Its all about the man inside being disciplined to do whats necessary when the time comes every morning


----------



## keith9365 (Apr 23, 2014)

Get off the couch and move! If you can't run then walk. You don't have to be a body builder. Keep the muscles toned and limber.


----------



## keith9365 (Apr 23, 2014)

One more thing. Have the mindset that if you have to you will put a bullet or blade in someone.


----------



## TacticalCanuck (Aug 5, 2014)

I would never hurt another human out of anger or any other type of emotional response. Save one. They have made the choice to end my life or that of one i love. Then its an unalienable right to defend it at all costs. Including subdoing them at the cost of their life. At this point they are leaving no options save lethal force to dend yourself against theirs. 

I am not a whippersnapper any more but im not hitting the crest of top health. And i can hang on to it by being - get this - healthy. 

We hear it all the time. Eat propely and exercise regularily. 

A friend of mine has a dad who is 86 and still working his farm. He got very sick last year and made a full recovery much to the amazment of the doctors. They had written him off. Now he works his farm again. 

Being tough is earned. You cant buy it and nobody can take it from you.


----------



## Prepared One (Nov 5, 2014)

When I was a young man I could easily accomplish this list. Boxing, Wrestling, Football, Jogging, and Weight lifting, among others, was a regular thing well into my 30's. Age, A touch of arthritis and wear and tear has made some of that undoable. However, I have always had the will to defend myself and do what's necessary to survive. Like Sidekahr I use my 55 years of acquired knowledge, experience, and smarts to overcome my physical shortcomings. In other words, I won't be going 15 rounds with you, I will put a hole in your head.


----------



## keith9365 (Apr 23, 2014)

"Being tough is earned. You cant buy it and nobody can take it from you".
This is awesome. I'm going to use it!


----------



## Chipper (Dec 22, 2012)

The treachery of old age will trump the exuberance of youth.
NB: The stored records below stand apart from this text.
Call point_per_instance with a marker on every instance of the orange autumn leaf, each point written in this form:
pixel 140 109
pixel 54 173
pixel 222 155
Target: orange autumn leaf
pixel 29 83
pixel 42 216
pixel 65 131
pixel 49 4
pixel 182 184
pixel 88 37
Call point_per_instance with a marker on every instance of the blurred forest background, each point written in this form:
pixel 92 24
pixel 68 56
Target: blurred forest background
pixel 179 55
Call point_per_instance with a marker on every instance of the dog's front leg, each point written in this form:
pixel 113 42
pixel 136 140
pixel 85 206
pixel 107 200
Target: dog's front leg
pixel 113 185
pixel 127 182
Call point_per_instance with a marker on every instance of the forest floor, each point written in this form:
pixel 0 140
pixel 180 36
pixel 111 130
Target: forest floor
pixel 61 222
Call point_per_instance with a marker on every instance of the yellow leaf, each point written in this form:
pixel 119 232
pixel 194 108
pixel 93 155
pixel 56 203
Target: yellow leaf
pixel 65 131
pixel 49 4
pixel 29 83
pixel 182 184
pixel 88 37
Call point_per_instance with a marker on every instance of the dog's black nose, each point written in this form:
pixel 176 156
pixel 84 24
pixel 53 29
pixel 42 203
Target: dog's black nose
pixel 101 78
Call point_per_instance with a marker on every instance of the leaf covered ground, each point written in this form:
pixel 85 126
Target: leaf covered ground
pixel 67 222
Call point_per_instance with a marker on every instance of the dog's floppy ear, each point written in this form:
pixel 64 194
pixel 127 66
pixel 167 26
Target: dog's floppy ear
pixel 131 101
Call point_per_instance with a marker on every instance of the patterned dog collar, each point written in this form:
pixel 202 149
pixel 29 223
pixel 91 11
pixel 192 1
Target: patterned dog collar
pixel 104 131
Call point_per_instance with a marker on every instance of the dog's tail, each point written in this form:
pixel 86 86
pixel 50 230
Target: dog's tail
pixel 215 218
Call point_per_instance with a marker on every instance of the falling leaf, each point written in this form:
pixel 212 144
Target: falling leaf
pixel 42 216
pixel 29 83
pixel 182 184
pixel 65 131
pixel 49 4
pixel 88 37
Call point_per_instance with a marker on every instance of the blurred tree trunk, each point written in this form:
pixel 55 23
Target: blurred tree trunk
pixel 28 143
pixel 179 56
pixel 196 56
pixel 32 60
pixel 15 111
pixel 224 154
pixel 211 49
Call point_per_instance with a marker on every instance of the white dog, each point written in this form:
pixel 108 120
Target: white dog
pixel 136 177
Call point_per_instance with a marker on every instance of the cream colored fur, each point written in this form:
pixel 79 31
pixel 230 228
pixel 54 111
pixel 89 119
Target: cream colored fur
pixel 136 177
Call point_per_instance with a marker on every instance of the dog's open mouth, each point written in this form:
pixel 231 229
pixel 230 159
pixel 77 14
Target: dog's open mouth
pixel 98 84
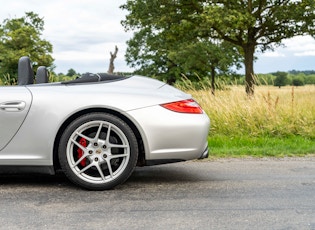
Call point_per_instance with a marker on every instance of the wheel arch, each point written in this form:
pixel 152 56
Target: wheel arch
pixel 141 155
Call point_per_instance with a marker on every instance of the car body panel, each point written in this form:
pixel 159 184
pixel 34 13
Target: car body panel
pixel 165 134
pixel 15 103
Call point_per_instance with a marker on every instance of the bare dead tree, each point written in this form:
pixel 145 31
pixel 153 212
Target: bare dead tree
pixel 111 61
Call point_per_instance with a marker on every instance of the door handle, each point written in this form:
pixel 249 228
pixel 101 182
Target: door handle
pixel 13 106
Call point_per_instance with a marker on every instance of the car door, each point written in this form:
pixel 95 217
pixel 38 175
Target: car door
pixel 15 102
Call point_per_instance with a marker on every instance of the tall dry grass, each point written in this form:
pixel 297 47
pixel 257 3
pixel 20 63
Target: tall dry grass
pixel 271 111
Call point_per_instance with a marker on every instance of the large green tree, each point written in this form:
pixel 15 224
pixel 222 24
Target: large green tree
pixel 165 42
pixel 22 37
pixel 250 25
pixel 257 24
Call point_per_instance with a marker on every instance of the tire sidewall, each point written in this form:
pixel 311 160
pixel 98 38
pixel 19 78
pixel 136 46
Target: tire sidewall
pixel 132 141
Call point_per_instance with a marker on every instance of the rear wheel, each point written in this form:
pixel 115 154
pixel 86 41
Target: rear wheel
pixel 98 151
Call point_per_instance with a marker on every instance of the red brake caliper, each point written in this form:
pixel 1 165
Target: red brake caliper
pixel 80 151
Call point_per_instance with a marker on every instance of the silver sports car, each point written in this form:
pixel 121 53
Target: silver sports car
pixel 98 127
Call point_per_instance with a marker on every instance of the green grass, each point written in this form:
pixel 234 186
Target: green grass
pixel 274 123
pixel 243 146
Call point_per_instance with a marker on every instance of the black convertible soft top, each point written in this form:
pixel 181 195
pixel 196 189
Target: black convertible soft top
pixel 95 77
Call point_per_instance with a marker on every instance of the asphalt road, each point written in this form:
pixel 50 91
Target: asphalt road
pixel 224 194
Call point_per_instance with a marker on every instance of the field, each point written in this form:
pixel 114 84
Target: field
pixel 274 122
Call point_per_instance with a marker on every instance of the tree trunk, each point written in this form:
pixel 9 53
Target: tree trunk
pixel 111 61
pixel 213 81
pixel 249 50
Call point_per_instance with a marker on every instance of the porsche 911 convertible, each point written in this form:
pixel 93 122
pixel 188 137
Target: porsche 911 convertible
pixel 98 127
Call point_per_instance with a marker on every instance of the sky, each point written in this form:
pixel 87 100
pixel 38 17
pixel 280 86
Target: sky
pixel 84 32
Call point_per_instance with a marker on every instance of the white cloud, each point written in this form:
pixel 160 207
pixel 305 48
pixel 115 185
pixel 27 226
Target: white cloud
pixel 82 32
pixel 301 46
pixel 273 54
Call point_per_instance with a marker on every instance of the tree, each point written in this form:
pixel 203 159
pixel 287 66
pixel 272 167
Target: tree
pixel 250 25
pixel 165 43
pixel 281 79
pixel 71 73
pixel 21 37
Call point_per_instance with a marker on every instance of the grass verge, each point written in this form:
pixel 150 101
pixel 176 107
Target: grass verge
pixel 243 146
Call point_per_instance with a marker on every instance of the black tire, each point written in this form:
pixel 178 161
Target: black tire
pixel 94 158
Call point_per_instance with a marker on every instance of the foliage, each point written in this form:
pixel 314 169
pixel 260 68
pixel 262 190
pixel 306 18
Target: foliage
pixel 22 37
pixel 165 42
pixel 281 79
pixel 71 72
pixel 167 25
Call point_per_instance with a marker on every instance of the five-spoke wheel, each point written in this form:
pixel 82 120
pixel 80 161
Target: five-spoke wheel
pixel 98 151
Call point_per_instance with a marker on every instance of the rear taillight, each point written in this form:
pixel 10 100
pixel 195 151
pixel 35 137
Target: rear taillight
pixel 185 106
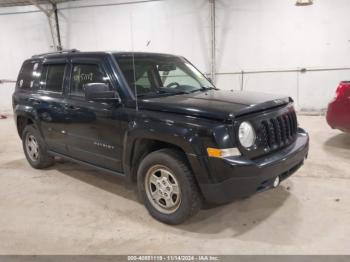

Years of work and play injuries have taken it's toll on my body, so no. But never underestimate a pissed off old man with a gun.


----------



## Hemi45 (May 5, 2014)

Great topic and video. I had a pretty serious rotator cuff surgery last Christmas and per orders, haven't done pull-up's or dips since. However, in a life or death situation, I'd do what needed doing.


----------



## warrior4 (Oct 16, 2013)

That video is just a small piece of the trove that's on that website. Everything from a beginners guide to EDC, how to do more than one pull up, lessons on manliness based on history, it's becoming one of my favorite sites.


----------



## Moonshinedave (Mar 28, 2013)

I know a lot of younger people who spend a lot of time at the gym, but seem to have no interest in manual labor. An hour at the gym 4 times a week? ok, but can/will you be able to lay 8x16 concrete blocks all day long, then get up and do it again? Can/will you spend all day building a building, shelter something like that, dig in the ground all day using nothing but a shovel and mattock?


----------



## Leeroy Jenkins (May 16, 2015)

The only one I'm not sure of is the swim...I have no way to test it simply.


----------



## Mish (Nov 5, 2013)

Yes!!!


----------



## phrogman (Apr 17, 2014)

The only one I don't think I can do is the waist high jump but I think I'm close. Other than that, piece of cake.


----------



## NotTooProudToHide (Nov 3, 2013)

Well I guess I'm dead lol, no excuses I need to get in better shape. Still though, I think we could be a bit more realistic about this. If you can swim a half mile in which you can take breaks doing a dead man's float when needed I'd say your ok. I don't know about clearing something that high but I could figure out how to get over an object like that. The other no excuses, gotta get the upper body strength back or more importantly lose the pounds so I can handle my own body weight.


----------



## Maine-Marine (Mar 7, 2014)

for us older folks


----------



## Maine-Marine (Mar 7, 2014)

Moonshinedave said:


> I know a lot of younger people who spend a lot of time at the gym, but seem to have no interest in manual labor. An hour at the gym 4 times a week? ok, but can/will you be able to lay 8x16 concrete blocks all day long, then get up and do it again? Can/will you spend all day building a building, shelter something like that, dig in the ground all day using nothing but a shovel and mattock?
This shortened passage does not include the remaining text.